600 Freiwillige vertreten Frauen in Landrechtsfragen

Von Kizito Makoye | 08.02.2017

Mufindi (IDN/afr) - Im Dorf Kiyowela im Bezirk Mufindi in der zentraltansanischen Region Iringa kann fest jede Witwe ein Lied davon singen: Nach dem Tod ihres Ehemannes wurde sie von den Angehörigen aus dem Haus getrieben. Nun verhilft eine Initiative den Frauen zu ihrem Recht.

Zaituni Lekiza kann dank der Unterstützung von freiwilligen Rechtsberatern wieder in ihrem Haus wohnen. (Bild: Kizito Makoye/IDN) 

Zaituni Lekiza erinnert sich gut an das Unrecht, das ihr nach dem Tod Ihres Mannes vor zwei Jahren widerfahren ist. Ihr Schwiegervater gab ihr die Schuld am Tod seines Sohnes. Kurzerhand warf er die 39-jährige Mutter von zwei Kindern aus dem Haus.

"Mein Mann wurde krank und starb, aber alle in der Familie gaben mir dafür die Verantwortung", erzählt Lekiza, die mit ihrem Mann acht Jahre lang verheiratet war. Nebenbei erwähnt sie, dass auch ihr Schwager in dem Erbstreit eine wichtige Rolle spielte: Dieser wollte das Farmland ihres verstorbenen Mannes übernehmen.

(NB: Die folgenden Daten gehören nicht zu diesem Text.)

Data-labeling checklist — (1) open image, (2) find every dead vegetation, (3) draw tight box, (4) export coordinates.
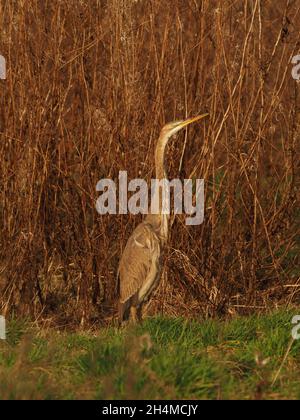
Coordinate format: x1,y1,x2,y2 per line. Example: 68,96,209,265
0,0,300,323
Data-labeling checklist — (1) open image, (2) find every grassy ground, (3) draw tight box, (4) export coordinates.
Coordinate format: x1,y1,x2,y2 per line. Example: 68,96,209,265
0,312,300,399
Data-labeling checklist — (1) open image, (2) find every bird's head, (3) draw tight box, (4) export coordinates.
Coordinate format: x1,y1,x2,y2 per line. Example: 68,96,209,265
161,114,209,139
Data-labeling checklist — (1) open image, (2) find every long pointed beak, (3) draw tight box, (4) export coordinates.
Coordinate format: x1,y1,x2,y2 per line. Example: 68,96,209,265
180,114,209,128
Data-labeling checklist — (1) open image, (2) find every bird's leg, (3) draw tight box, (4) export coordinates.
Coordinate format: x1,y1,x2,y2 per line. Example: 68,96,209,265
130,306,137,324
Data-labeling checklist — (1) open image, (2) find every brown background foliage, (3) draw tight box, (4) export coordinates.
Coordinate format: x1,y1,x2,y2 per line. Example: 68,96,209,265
0,0,300,323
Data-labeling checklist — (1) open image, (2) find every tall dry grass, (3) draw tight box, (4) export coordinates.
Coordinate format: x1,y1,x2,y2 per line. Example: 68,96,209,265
0,0,300,323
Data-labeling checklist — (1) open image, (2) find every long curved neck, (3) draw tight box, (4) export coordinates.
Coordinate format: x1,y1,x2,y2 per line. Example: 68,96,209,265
146,132,170,242
155,132,169,180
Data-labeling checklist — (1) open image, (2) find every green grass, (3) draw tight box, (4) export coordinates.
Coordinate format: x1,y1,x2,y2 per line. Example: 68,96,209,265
0,311,300,399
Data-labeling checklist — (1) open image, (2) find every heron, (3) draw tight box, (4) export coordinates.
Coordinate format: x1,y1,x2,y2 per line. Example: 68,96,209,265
118,114,208,325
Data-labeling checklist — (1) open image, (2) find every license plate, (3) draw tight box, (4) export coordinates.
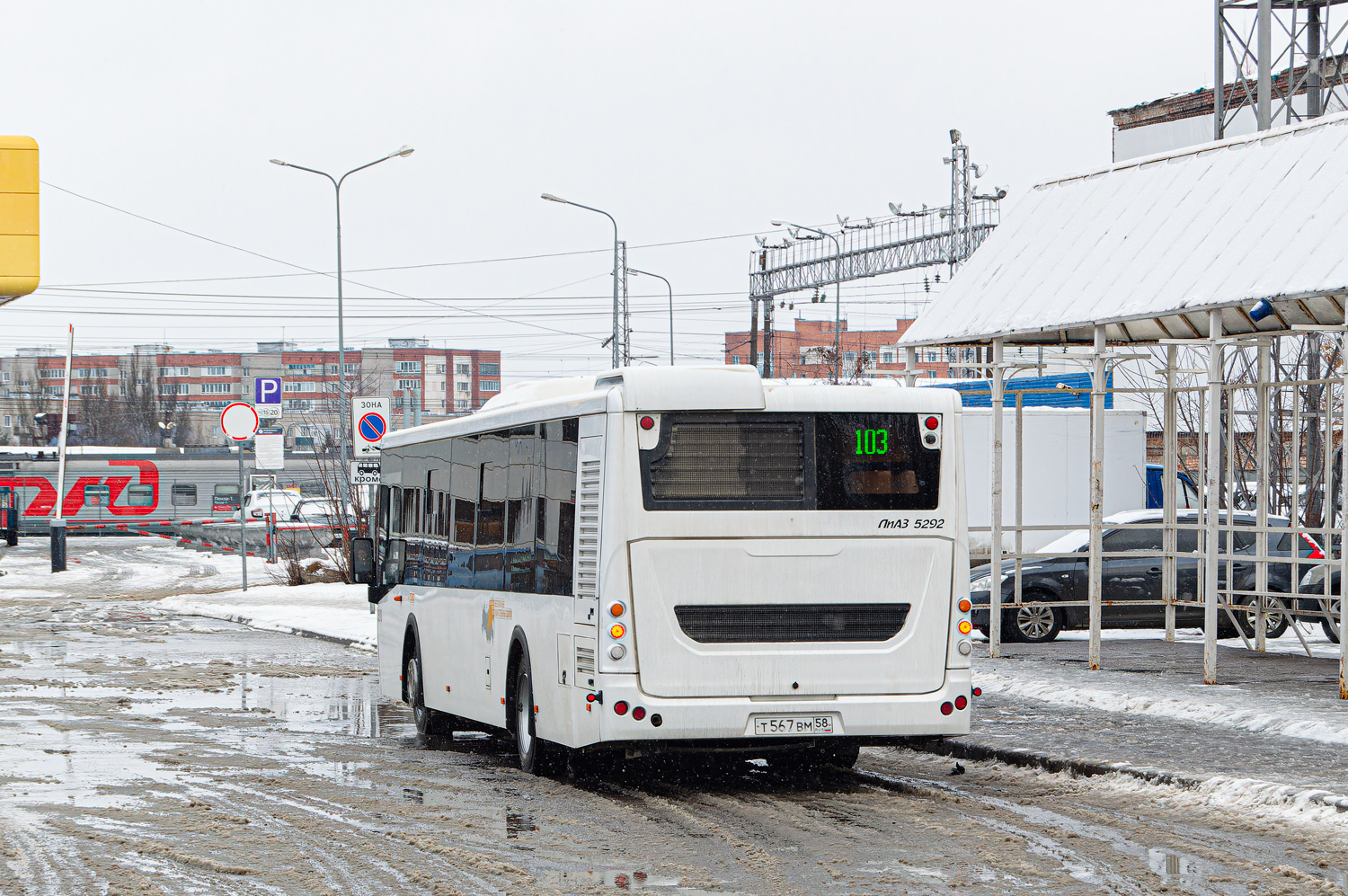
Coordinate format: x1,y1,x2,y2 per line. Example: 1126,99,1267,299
754,715,833,734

Lekiza stand vor dem Scherbenhaufen ihrer Existenz. Vor etwa einem Jahr konnte sie allerdings neue Hoffnung schöpfen. Freiwillige der Organisation Haki Ardhi  - der Name bedeutet übersetzt "Landrechte" - halfen ihr, auf dem Rechtsweg wieder in Besitz des Hauses und der Felder zu gelangen.

"Wir gingen vor das Bezirksgericht, und der Richter entschied zu meinen Gunsten", berichtet Lekiza erleichtert. "Mein Schwiegervater wurde angewiesen, mir alles zurückzugeben. Ich bin jetzt sehr glücklich, weil meine Kinder einen Platz zum Leben haben und unsere Zukunft besser aussieht."

Frauen haben kaum Landbesitz

Lekizas Geschichte ist nur ein Beispiel unter vielen. Laut Angaben der Internationalen Arbeitsorganisation (ILO) liegt der Frauenanteil im Agrarsektor des ostafrikanischen Staates bei 70 Prozent, das Land gehört aber großteils ihren Männern. Obwohl die Gesetze in Tansania Frauen ein Recht auf Landbesitz einräumen, wird der Anspruch in der Praxis durch traditionelle Rollenbilder beschränkt.

"Männer respektieren dich nur, solange dein Mann lebt", sagt Lekiza, "stirbt er, ist jeder gegen dich." Die junge Witwe ist den Freiwilligen von Haki Ardhi dankbar: "Ich hätte kein Haus mehr, wenn sie nicht eingegriffen hätten, und müsste jetzt ein schlechtes Leben führen."

Haki Ardhi wurde 1994 gegründet, um das Bewusstsein für eine gerechte Verteilung des Landbesitzes zu schärfen. Das Freiwilligen-Programm startete im Jahr 2012 - mittlerweile hat die Organisation ein 600-köpfiges Netzwerk an Freiwilligen ausgebildet, die in 300 Dörfern arbeiten.

Freiwillige werden demokratisch gewählt

Der Einsatz von Haki Ardhi ist von den örtlichen Behörden anerkannt. Die ehrenamtlich Engagierten werden von den Dorfbewohnern demokratisch gewählt. Im Anschluss daran erhalten die Freiwilligen eine Ausbildung, die sie zu Experten in Sachen Landrecht macht.

Nicht alle Fälle landen wie jener von Zaituni Lekiza vor Gericht. Die freiwilllige Landrechtsberaterin Asia Kikoti aus dem Dorf Lukolongo meint, dass sie viele Streitigkeiten auch ohne Richter geschlichtet werden können. "Viele Frauen rufen mich an, wenn sie in einen Konflikt geraten", erzählt Kikoti, "ich rate ihnen oft zu einem außergerichtlichen Vergleich, um ein zeitraubendes Gerichtsverfahren zu vermeiden."

Dass die Vorgehensweise von Haki Ardhi fruchtet, bestätigt Godfrey Massay vom Tanzania Natural Ressources Forum in Arusha: "Erfolgreiche Interventionen zur Unterstützung der Dorfbewohner, vor allem Frauen, deuten darauf hin, dass dieser Ansatz über erhebliches Potenzial und hohe Reproduzierbarkeit verfügt." (Ende)

Anmerkung: IDN ist die Flaggschiff-Agentur des International Press Syndicate.